As my expedition to Shetland enters its last few weeks I am travelling to as many beaches and foreshores that I can to examine the littoral zones and to collect Plastiglomerates.
This morning I picked my way carefully along the tideline of Channer wick beach a steep pebble beach on the eastern side of Shetlands mainland keeping an eye out for waders nests and watching the Fulmar chicks fledging out of burrows set in the bank of the back beach while I myself was being in turn watched by three common seals basking close in to the shore line. Facing southeast this beach is cleaner than most beaches around the Shetland/World though plastic litter is there knitted into the raised back beach landscape
My main aim is to collect up as amny of the Plastiglomerates I can find, so far I have found them on nearly every beach I have surveyed, even on the beautiful world renowned St Ninians (tabola), where they tend to be small fragments collecting usually at the south west corner of the beach.

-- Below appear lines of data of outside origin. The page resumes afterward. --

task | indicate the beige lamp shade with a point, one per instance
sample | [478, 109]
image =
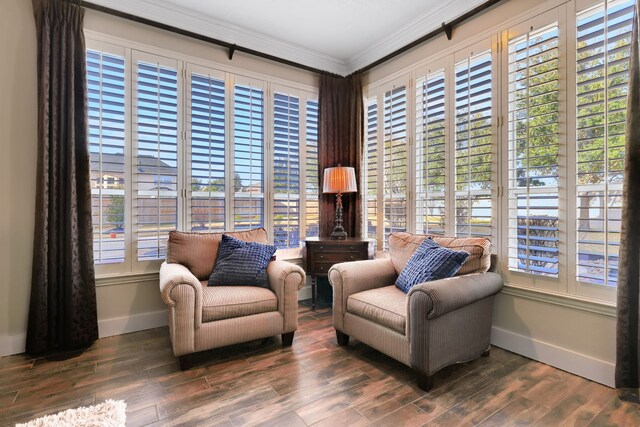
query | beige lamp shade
[339, 180]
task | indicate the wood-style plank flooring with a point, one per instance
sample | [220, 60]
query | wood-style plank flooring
[314, 382]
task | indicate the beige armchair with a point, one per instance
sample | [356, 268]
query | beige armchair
[436, 324]
[203, 317]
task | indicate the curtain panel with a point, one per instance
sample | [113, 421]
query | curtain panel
[62, 311]
[628, 317]
[340, 133]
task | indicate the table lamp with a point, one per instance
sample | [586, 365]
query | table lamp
[336, 181]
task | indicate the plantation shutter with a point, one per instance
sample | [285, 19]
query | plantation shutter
[533, 152]
[248, 180]
[286, 166]
[395, 161]
[473, 146]
[430, 154]
[371, 170]
[106, 114]
[312, 185]
[156, 156]
[603, 48]
[207, 136]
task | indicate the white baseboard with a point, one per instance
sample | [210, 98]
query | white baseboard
[585, 366]
[133, 323]
[12, 344]
[15, 344]
[304, 293]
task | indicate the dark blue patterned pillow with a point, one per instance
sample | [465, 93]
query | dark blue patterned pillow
[241, 263]
[430, 262]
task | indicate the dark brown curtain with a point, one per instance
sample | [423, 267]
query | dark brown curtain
[62, 311]
[628, 324]
[340, 141]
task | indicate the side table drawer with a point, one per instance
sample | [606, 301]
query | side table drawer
[322, 268]
[336, 257]
[336, 247]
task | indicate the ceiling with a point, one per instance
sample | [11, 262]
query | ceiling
[339, 36]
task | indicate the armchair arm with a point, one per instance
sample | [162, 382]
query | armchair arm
[349, 278]
[446, 295]
[285, 279]
[181, 291]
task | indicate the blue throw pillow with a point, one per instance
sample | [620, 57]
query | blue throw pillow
[241, 263]
[430, 262]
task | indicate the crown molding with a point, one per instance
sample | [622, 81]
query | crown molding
[206, 25]
[415, 29]
[209, 26]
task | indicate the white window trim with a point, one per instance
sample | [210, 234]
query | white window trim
[564, 290]
[131, 270]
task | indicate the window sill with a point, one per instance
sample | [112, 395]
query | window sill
[126, 278]
[605, 308]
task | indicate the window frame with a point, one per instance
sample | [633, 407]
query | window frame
[564, 289]
[112, 273]
[533, 281]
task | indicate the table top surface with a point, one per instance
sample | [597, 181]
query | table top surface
[330, 240]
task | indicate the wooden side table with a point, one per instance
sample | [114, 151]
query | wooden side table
[323, 252]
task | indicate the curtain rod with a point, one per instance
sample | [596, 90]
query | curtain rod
[446, 28]
[231, 46]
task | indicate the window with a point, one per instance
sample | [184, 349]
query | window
[533, 152]
[371, 170]
[430, 153]
[286, 166]
[156, 155]
[106, 111]
[207, 132]
[178, 145]
[248, 203]
[312, 177]
[540, 172]
[602, 61]
[473, 146]
[395, 161]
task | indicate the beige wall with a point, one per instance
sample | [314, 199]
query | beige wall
[574, 339]
[121, 307]
[17, 166]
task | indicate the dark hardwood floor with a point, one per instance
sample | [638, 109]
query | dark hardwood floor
[314, 382]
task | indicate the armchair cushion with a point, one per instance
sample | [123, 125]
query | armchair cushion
[447, 295]
[199, 251]
[227, 302]
[241, 263]
[386, 306]
[402, 245]
[430, 262]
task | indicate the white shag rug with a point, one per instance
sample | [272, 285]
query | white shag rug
[110, 413]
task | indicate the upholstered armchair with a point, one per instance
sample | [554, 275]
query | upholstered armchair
[203, 317]
[436, 324]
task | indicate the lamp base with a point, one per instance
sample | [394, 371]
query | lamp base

My notes help me keep track of my finds, the type of beach, aspect amount of easily visible litter and the amount of what I collect.
The numbers of sacks are a crude summary of the amount of litter that each beach is subject to and the prevailing tidal flows and whether the tidal flows are able to wash the litter out to sea once it’s there or whether the landforms entraps the litter like at beaches such as Burrick (above left) where so far we have collected 6 sacks, or at Meal where I lifted several large slabs off the rocks, or at Mangaster (below) and Mavis Grind where the the Hightide lines are almost as deeply littered as at Burick.
Mavis Grind is a significant point in Shetlands Geo Park being a narrow isthmus between the Atlantic and the North Sea where boats were hauled traditionally from one side to other to avoid the long row around. On my journey north today I intend revisiting Mavis Grind to try and understand more clearly the significance of the landforms (Taings : tonues of land ) that entrap what the Atalantic and passers by leave. Connectivity permitting I will share my findings.
Alongside collecting the Plastiglomerates usually within the high tide zone, I have been taking small samples of sand/seaweed from the splash zones that evidently contain micro-plastics. This week I will ask Higher school pupils on Whalsey Island to examine and compare samples taken from their own shorelines with those I have taken from around the Shetland Mainland. I look forward to their observations creative interpretations and wonderfully visiting another one of Shetlands 100+ Islands.